You then render the image, quite probably at a different resolution to the original image resolution, and at the same time introduce more blurring by setting -dGraphicsAlphaBits. You then make further changes to the image data which I can't comment on. In the end you render the image again, to a monochrome bitmap. The dithering required to represent the grey pixels leads to your text being unreadable.
Here are some ways to improve this:
1) Don't convert text into images like this, it instantly leads to a quality loss.
2) Don't compress monochrome images using JPEG
3) If you are going to work with images, don't keep converting them back and forth, work with the original until you are done, then make a PDF file from that, if you really must.
4) If you really insist on doing all this, don't compound the problem by using more anti-aliasing. Remove the -dGraphicsAlphaBits from the command line. You might as well remove -dTextAlphaBits as well since your files contain no text. Please read the documentation before using switches and understand what it is you are doing.
You should really think about your workflow here. Obviously we don't know what you are doing or why, so there may well be good reasons why some things are not possible, but you should try and avoid manipulating images like this. Because these are not vector, every time you make a change to the image data you are potentially losing information which cannot be recovered at a later stage. By making many such transformations (and your workflow as depicted seems to perform as many as 5 transformations from the 'original' image data) you will unavoidably lose quality.
If possible retain everything as vector data. When it is unavoidable to move to image data, create the image data as you need it to be finally used, do not transform it further.
I've had a closer look at the files you provided, see here:
So, already the first image (image_raw), the result of the mogrify resize command, is fairly blurry at 1062x1375. While the blurriness does not get worse in the second image (image_stamped) which is the result of the third-party tool, the third image (extracted from your output.pdf), i.e. the result of that convert command, is even more blurred which is due to the graphic being resized (which is something you explicitly tell it to do).
I don't know at which resolution your fax program works, but there is more quality loss still, at least due to 24 bit colors to black-and-white transformation.

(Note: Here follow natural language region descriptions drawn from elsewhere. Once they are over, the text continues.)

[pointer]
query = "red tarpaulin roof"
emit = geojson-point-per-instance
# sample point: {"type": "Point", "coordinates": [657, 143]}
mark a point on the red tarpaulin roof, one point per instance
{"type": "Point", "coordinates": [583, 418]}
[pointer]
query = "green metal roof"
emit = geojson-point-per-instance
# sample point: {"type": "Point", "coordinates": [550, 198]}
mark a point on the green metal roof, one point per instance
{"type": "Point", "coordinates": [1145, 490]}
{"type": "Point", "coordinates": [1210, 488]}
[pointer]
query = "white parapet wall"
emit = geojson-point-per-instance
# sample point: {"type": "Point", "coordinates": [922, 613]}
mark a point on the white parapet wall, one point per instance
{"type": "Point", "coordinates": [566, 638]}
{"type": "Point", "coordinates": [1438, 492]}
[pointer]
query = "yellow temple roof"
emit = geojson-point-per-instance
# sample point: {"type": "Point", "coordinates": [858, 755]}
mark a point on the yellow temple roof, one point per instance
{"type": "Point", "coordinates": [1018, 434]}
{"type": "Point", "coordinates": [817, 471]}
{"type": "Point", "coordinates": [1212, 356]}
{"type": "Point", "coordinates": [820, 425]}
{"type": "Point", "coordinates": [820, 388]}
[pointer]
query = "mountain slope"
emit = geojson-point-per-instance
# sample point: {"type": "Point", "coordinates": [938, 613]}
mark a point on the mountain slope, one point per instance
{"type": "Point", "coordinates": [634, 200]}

If you insist on the work flow (i.e. pdf->png->stamped png->pdf->fax) you should
in the initial rasterization already use the per-inch resolution your rastered image will have in all following steps (including fax transmission),
refrain from anti-aliasing and use of alpha bits (cf. KenS' answer), and
restrict the rasterized image to the colorspace available to the fax transmission, i.e. most likely black-and-white.
PS As KenS pointed out, already the original PDF is merely a container for an image (with some blur to start with). Therefore, an alternative way to improve your workflow is to extract that image instead of rendering it, to stamp that original image and only resize it (again without anti-aliasing) when faxing.